Most Recent Common Ancestor (MRCA)
Click here to go to a site that helps you calculate your MRCA for two related families. Click here to see a diagram of the MRCA prediction of various numbers of test markers.
In order to understand MRCA, you must understand the following:
MRCA: (most recent common ancestor): the common ancestor between two people.
MLE: most likely estimate of when the most recent common ancestor between two people lived. It appears that testing labs are using a probability of 50% when figuring the MLE rather than a higher percentage such as 90%.
Generation: Genetics uses 20 years for each generation.
Heyer principle: Y chromosome mutations occur generally once every 500 generations per locus (or "per marker") with a mutation rate of 0.2%.
Example of Heyer principle: Using the Heyer principle, we would expect EACH locus to change 1 digit in 500 generations. If we use a 12 marker test, in 500 (generations) / 12 (markers) = 41.667 generations we would expect to have a change in 1 of the 12 markers by one digit. Thus, two Jordans with a common ancestor would almost certainly have a one digit change in 835 years or have a one digit difference in their marker results.

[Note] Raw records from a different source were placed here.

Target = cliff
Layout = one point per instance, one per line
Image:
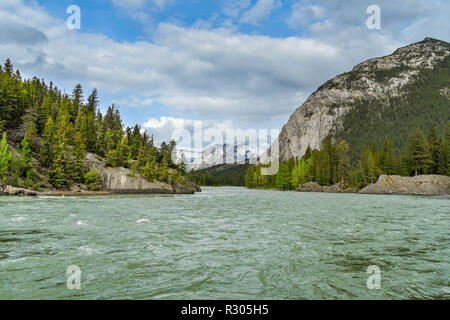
(421, 185)
(122, 180)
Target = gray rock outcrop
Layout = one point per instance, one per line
(122, 180)
(324, 110)
(12, 191)
(422, 185)
(310, 187)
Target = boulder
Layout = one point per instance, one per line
(122, 180)
(310, 187)
(423, 185)
(12, 191)
(336, 188)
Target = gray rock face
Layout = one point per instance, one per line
(12, 191)
(310, 187)
(423, 185)
(336, 188)
(122, 180)
(323, 111)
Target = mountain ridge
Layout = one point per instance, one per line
(371, 86)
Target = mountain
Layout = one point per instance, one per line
(219, 154)
(380, 98)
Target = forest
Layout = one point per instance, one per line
(45, 134)
(220, 175)
(422, 154)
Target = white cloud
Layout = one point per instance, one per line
(260, 11)
(166, 128)
(257, 81)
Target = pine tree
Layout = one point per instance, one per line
(48, 141)
(92, 102)
(60, 174)
(417, 153)
(369, 170)
(25, 166)
(387, 158)
(79, 154)
(434, 145)
(31, 134)
(5, 158)
(343, 168)
(444, 157)
(77, 101)
(283, 177)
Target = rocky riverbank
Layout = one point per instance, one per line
(420, 185)
(114, 181)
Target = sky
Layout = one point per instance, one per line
(231, 64)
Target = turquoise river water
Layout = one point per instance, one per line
(225, 243)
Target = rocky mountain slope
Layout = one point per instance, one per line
(379, 98)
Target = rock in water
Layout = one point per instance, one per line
(424, 185)
(12, 191)
(122, 180)
(310, 187)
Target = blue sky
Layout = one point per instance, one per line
(235, 64)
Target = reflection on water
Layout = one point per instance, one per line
(226, 243)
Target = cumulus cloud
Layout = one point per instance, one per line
(216, 73)
(260, 11)
(167, 128)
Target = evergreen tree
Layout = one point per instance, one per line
(31, 134)
(434, 145)
(48, 141)
(5, 158)
(369, 171)
(283, 177)
(25, 167)
(60, 174)
(417, 153)
(343, 169)
(79, 154)
(92, 102)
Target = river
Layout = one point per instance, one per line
(225, 243)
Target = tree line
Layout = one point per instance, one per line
(422, 154)
(53, 131)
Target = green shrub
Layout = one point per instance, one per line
(93, 180)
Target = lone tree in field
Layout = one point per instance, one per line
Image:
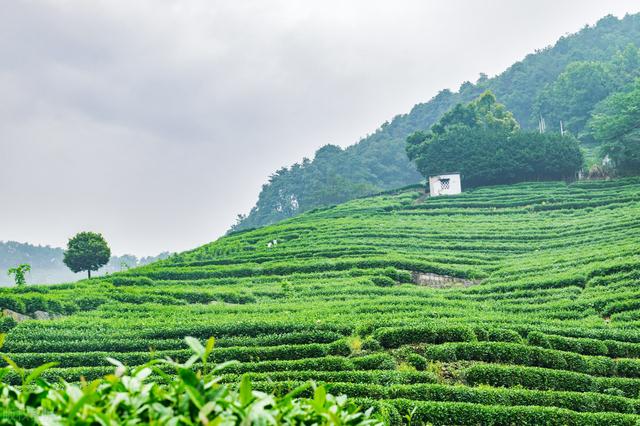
(18, 273)
(87, 251)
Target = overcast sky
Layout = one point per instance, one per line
(156, 122)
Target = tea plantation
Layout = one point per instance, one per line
(531, 314)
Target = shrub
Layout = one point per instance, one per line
(398, 336)
(191, 397)
(383, 281)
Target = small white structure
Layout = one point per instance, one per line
(447, 184)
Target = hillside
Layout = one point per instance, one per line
(47, 266)
(560, 82)
(536, 321)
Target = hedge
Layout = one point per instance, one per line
(546, 379)
(432, 333)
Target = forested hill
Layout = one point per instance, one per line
(561, 82)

As genealogists, we want to know when the MRCA between two people lived. We know that where all 12 markers match, there is a 50% probability that the MRCA was no longer than 14.4 generations (288 years), and a 90% probability that the MRCA was within the last 48 generations. The Most Likely Estimate (MLE) for a 12/12 match, however, is 14.4 generations (which happens to be the 50% probability figure; 48 at 90%, 63 generations at 95%). The range for a 12/12 match is 1 to 63 generations.
What if there is an 11/12 marker match? For an 11/12 match, there is a 50% probability that the MRCA lived no longer than 36 generations, which is also the MLE. This translates into 36 x 20 = 720 years. The range for an 11/12 match is 1 to 104 generations (85 generations at 90%, 104 at 95%).
What if there is a 10/12 match? For a 10/12 match, there is a 50% probability that the MRCA lived no longer than 61 generations, which is also the MLE. This translates into 61 x 20 = 1220 years. The range for a 10/12 match is 1 to 145 generations (122 at 90%, 145 at 95% probability).
We do know that if the results of two people are different by one mutation, that these people are related. If different by two mutations, probably related. As we see three or more mutations, the people who may be related are very distantly related. The concept of MRCA puts the relation back many generations.